Suppose that $\mathcal{Z}$ is a filter on a set $X$. Let $\Pi(X)$ denote the lattice of all partitions of the set $X$. Then $(\Pi(X),\wedge)$ is a meet-semilattice where $P\wedge Q=\{R\cap S|R\in P,S\in Q\}\setminus\{\emptyset\}$. Let $\simeq_{\mathcal{Z}}$ be the equivalence relation on $\Pi(X)$ where $P\simeq_{\mathcal{Z}}Q$ if and only if there is some $S\in\mathcal{Z}$ where $\{S\cap R|R\in P\}\setminus\{\emptyset\}=\{S\cap R|R\in Q\}\setminus\{\emptyset\}$. Then $\simeq_{\mathcal{Z}}$ is a congruence on the meet-semilattice $(\Pi(X),\wedge)$. Let $P_{\mathcal{Z}}$ be the quotient meet-semilattice $(\Pi(X)/\simeq_{\mathcal{Z}},\wedge).$ For ultrafilters, the meaning behind the meet-semilattice $(\Pi(X)/\simeq_{\mathcal{U}},\wedge)$ is that we regard two partitions $P,Q$ as being equal if for all structures $\mathcal{A}$, their corresponding $``$sub-ultrapowers$"$ are equal i.e. $$\{[f]\in\mathcal{A}^{\mathcal{U}}|P\preceq\Pi(f)\}=\{[f]\in\mathcal{A}^{\mathcal{U}}|Q\preceq\Pi(f)\}$$ where $\Pi(f)=\{f^{-1}[\{a\}]|a\in\mathcal{A}\}\setminus\{\emptyset\}$ and $\preceq$ is the refinement ordering on the lattice of partitions. In other words, $\Pi(X)/\simeq_{\mathcal{U}}$ is up to isomorphism the meet-semilattice of all the subultrapowers of a structure ordered under reverse inclusion.
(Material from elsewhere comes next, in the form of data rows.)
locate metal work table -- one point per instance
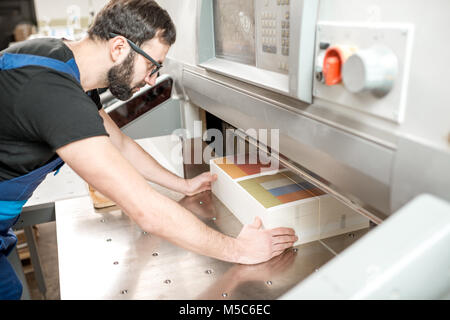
(104, 255)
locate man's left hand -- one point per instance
(200, 183)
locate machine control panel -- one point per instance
(268, 43)
(364, 67)
(273, 34)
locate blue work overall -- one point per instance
(15, 193)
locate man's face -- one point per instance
(134, 72)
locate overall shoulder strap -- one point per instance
(10, 61)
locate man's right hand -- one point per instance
(257, 245)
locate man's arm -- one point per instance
(148, 167)
(100, 164)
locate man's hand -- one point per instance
(258, 245)
(200, 183)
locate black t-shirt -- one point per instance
(42, 110)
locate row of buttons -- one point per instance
(270, 49)
(269, 24)
(268, 15)
(283, 2)
(269, 41)
(268, 32)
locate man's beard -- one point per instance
(120, 78)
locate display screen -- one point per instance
(133, 109)
(254, 32)
(234, 24)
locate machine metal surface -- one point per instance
(104, 255)
(356, 134)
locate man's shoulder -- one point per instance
(44, 47)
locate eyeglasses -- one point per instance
(141, 52)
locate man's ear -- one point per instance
(118, 48)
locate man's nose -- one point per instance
(151, 80)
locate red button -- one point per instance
(332, 66)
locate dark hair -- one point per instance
(137, 20)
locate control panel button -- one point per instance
(373, 69)
(334, 59)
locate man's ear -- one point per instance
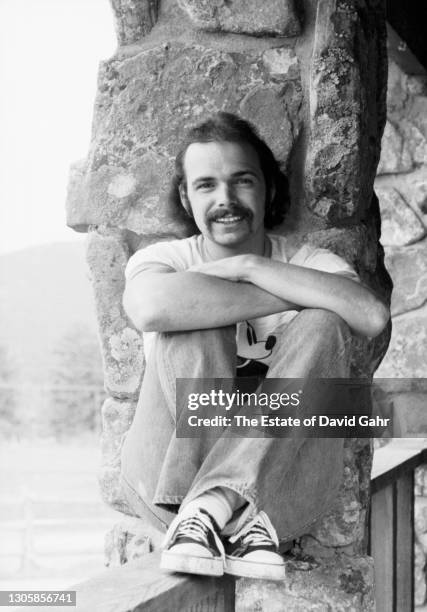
(184, 200)
(272, 193)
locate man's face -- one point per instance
(226, 191)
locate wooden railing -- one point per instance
(142, 587)
(392, 522)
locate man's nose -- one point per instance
(225, 194)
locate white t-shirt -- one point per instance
(255, 338)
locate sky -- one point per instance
(49, 56)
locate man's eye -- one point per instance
(205, 186)
(245, 180)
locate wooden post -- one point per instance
(382, 547)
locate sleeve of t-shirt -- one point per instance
(158, 257)
(326, 261)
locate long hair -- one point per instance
(226, 127)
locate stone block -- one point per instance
(341, 584)
(141, 111)
(410, 415)
(267, 18)
(421, 480)
(400, 225)
(418, 114)
(420, 590)
(134, 19)
(347, 108)
(407, 353)
(345, 523)
(122, 350)
(127, 541)
(395, 152)
(420, 515)
(408, 269)
(416, 195)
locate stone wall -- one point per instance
(401, 186)
(311, 75)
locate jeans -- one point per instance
(294, 480)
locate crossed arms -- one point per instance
(234, 289)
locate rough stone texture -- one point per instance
(340, 583)
(421, 480)
(270, 17)
(344, 83)
(408, 268)
(407, 355)
(420, 590)
(116, 419)
(400, 225)
(107, 255)
(396, 155)
(140, 112)
(126, 541)
(134, 18)
(417, 197)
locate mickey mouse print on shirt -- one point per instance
(254, 348)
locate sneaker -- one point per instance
(253, 552)
(192, 545)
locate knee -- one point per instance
(324, 322)
(195, 338)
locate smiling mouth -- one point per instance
(229, 219)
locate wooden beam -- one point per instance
(404, 519)
(142, 587)
(383, 547)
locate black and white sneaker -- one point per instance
(253, 552)
(192, 545)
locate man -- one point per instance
(291, 313)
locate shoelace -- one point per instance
(257, 532)
(196, 527)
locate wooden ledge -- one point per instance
(143, 586)
(398, 457)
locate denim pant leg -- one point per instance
(292, 480)
(158, 469)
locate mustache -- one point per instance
(235, 210)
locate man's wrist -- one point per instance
(254, 264)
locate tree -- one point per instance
(75, 384)
(9, 420)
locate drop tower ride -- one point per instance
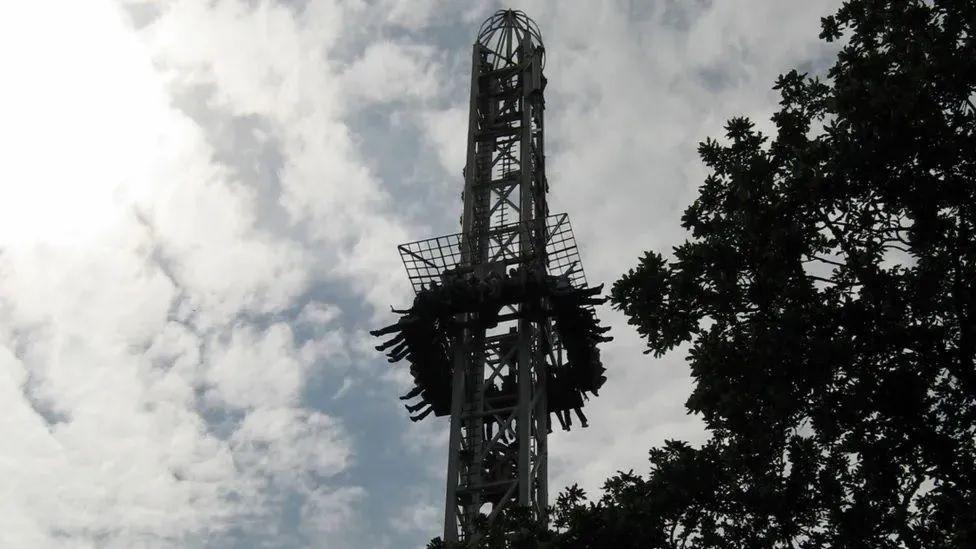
(502, 335)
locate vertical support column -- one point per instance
(454, 445)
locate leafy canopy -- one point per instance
(828, 296)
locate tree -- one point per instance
(828, 297)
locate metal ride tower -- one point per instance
(502, 333)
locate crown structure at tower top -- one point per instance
(502, 335)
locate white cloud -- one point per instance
(159, 335)
(130, 265)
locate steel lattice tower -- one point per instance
(504, 202)
(495, 302)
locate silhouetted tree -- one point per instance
(828, 295)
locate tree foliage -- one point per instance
(827, 293)
(828, 296)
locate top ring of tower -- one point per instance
(504, 35)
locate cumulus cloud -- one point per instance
(195, 236)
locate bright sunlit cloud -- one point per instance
(82, 116)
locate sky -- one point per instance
(200, 203)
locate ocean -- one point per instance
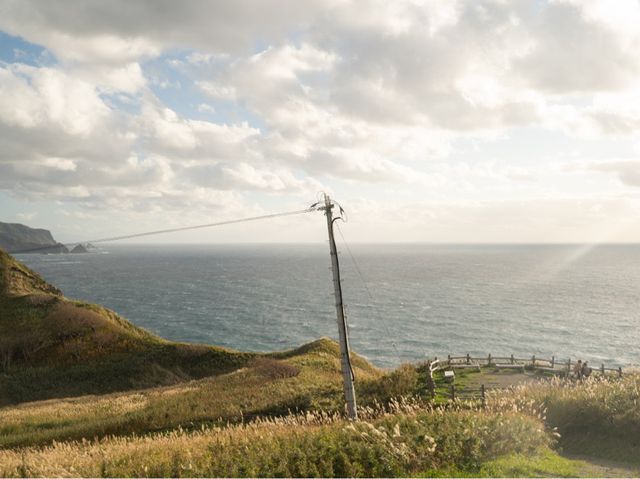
(404, 302)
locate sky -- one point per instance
(429, 121)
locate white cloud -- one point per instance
(314, 94)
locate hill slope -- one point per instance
(69, 348)
(17, 237)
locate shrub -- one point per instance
(308, 445)
(398, 383)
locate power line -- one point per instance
(366, 287)
(171, 230)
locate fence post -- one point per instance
(431, 384)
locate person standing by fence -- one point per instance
(577, 369)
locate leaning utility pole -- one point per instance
(347, 370)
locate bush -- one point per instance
(400, 382)
(274, 369)
(309, 445)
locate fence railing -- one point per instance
(467, 361)
(552, 364)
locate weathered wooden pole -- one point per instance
(347, 372)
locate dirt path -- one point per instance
(497, 379)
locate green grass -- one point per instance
(121, 401)
(394, 445)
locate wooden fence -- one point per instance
(501, 362)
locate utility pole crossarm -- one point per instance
(347, 371)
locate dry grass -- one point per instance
(404, 441)
(598, 416)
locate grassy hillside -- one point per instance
(124, 402)
(53, 347)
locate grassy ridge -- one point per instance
(407, 442)
(190, 410)
(53, 347)
(597, 418)
(299, 380)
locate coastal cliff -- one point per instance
(18, 238)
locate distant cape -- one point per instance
(18, 238)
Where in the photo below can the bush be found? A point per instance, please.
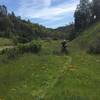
(21, 49)
(94, 47)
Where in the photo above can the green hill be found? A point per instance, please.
(88, 36)
(50, 75)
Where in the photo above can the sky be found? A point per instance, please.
(50, 13)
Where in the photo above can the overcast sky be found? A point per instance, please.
(50, 13)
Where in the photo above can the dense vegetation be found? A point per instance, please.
(38, 70)
(86, 14)
(24, 31)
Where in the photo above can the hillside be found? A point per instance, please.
(87, 37)
(50, 75)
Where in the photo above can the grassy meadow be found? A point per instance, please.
(50, 75)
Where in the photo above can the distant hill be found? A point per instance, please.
(90, 35)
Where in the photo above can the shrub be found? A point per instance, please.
(21, 49)
(94, 47)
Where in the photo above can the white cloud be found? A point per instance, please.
(42, 9)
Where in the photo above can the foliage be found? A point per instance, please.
(86, 14)
(94, 47)
(21, 49)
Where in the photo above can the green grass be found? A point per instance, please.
(51, 75)
(5, 42)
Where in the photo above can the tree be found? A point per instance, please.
(82, 15)
(96, 9)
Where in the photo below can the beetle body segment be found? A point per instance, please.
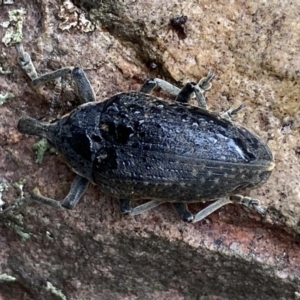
(136, 146)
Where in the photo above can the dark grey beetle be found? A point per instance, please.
(137, 146)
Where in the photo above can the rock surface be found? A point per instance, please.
(93, 252)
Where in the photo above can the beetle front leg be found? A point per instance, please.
(84, 88)
(145, 207)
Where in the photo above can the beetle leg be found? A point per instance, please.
(84, 88)
(231, 113)
(210, 209)
(78, 188)
(249, 202)
(183, 212)
(145, 207)
(203, 86)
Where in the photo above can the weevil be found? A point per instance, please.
(137, 146)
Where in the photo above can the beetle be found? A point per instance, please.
(137, 146)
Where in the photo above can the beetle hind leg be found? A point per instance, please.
(249, 202)
(183, 212)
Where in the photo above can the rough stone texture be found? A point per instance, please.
(93, 252)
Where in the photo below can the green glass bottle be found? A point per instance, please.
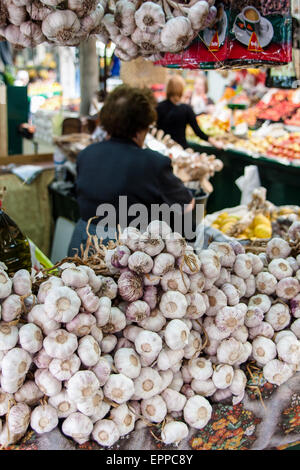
(14, 246)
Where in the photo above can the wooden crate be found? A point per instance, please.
(3, 121)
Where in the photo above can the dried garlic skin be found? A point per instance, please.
(174, 432)
(197, 412)
(105, 432)
(43, 419)
(154, 409)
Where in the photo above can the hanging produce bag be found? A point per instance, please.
(210, 48)
(14, 246)
(260, 33)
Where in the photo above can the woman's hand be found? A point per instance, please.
(216, 143)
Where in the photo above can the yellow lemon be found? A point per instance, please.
(227, 227)
(223, 215)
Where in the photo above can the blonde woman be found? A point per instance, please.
(174, 116)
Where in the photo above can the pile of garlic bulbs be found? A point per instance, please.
(149, 29)
(156, 343)
(27, 23)
(137, 28)
(188, 165)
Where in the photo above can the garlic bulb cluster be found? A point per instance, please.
(27, 23)
(151, 28)
(147, 29)
(161, 342)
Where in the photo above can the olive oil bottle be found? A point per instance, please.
(14, 246)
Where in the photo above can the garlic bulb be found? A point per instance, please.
(223, 376)
(8, 336)
(62, 304)
(174, 400)
(124, 17)
(277, 372)
(21, 280)
(175, 280)
(63, 369)
(138, 310)
(46, 286)
(176, 335)
(163, 263)
(102, 370)
(81, 325)
(5, 400)
(177, 34)
(16, 363)
(173, 304)
(154, 409)
(148, 383)
(103, 313)
(16, 15)
(119, 388)
(149, 17)
(18, 418)
(89, 301)
(37, 10)
(78, 426)
(130, 286)
(88, 351)
(38, 316)
(91, 406)
(60, 344)
(263, 350)
(29, 393)
(105, 432)
(123, 418)
(62, 403)
(127, 362)
(11, 307)
(47, 383)
(140, 262)
(197, 411)
(43, 419)
(82, 385)
(205, 388)
(31, 338)
(5, 285)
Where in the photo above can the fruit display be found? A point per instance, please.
(188, 165)
(259, 220)
(139, 29)
(294, 120)
(154, 343)
(260, 226)
(281, 144)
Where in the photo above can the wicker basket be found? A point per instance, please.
(140, 72)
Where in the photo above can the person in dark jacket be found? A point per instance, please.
(120, 166)
(173, 116)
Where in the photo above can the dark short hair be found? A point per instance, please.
(128, 110)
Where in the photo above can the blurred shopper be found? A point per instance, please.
(120, 166)
(174, 116)
(200, 102)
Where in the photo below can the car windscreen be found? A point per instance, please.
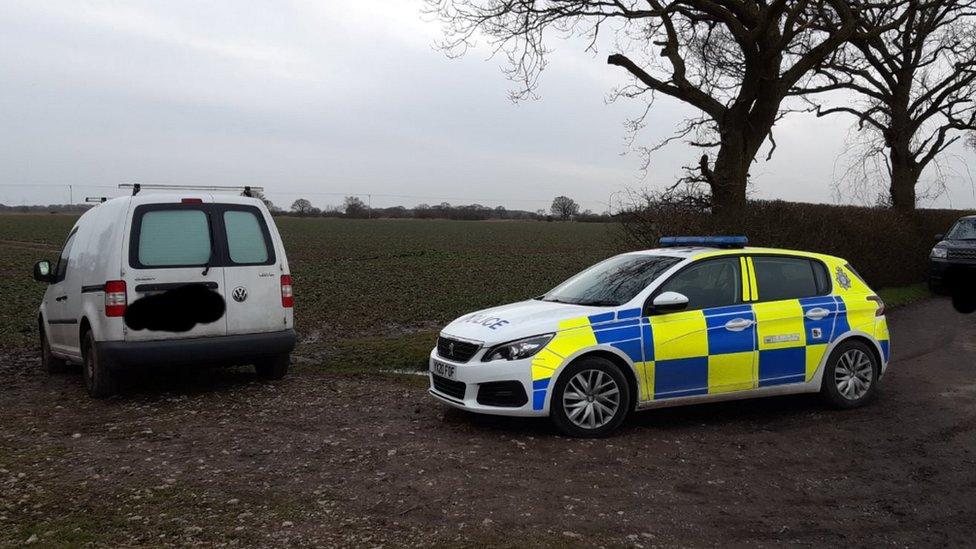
(964, 229)
(612, 282)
If $\mathcal{Z}$ is simply a filter, then $P_{\mathcal{Z}}$ is up-to-isomorphism the meet-semilattice of all sub-reduced powers ordered under reverse inclusion.
Does there exist a model of ZFC where the ultrafilters $\mathcal{U}$ and $\mathcal{V}$ are Rudin-Kiesler equivalent if and only if $P_{\mathcal{U}}$ is isomorphic to $P_{\mathcal{V}}$?
More generally, does there exist a model of ZFC where two filters $\mathcal{Z}_{1},\mathcal{Z}_{2}$ on sets are isomorphic if and only if the meet-semilattices $P_{\mathcal{Z}_{1}}$ and $P_{\mathcal{Z}_{2}}$ are isomorphic?
This property in question 1 does not hold for many models of ZFC. In particular, if $\mathcal{U},\mathcal{V}$ are two non-Rudin Keisler equivalent selective ultrafilters, then $P_{\mathcal{U}}\simeq P_{\mathcal{V}}\simeq\{0,1\}$. In particular, under CH or more generally MA, there are $2^{\mathfrak{c}}$ non-Rudin Keisler equivalent ultrafilters on $\omega$. Furthermore, if there are two distinct measurable cardinals, then the normal ultrafilters $\mathcal{U}_{1},\mathcal{U}_{2}$ on those measurable cardinals are not Rudin Keisler equivalent, but $P_{\mathcal{U}_{1}}\simeq P_{\mathcal{U}_{2}}\simeq\{0,1\}$.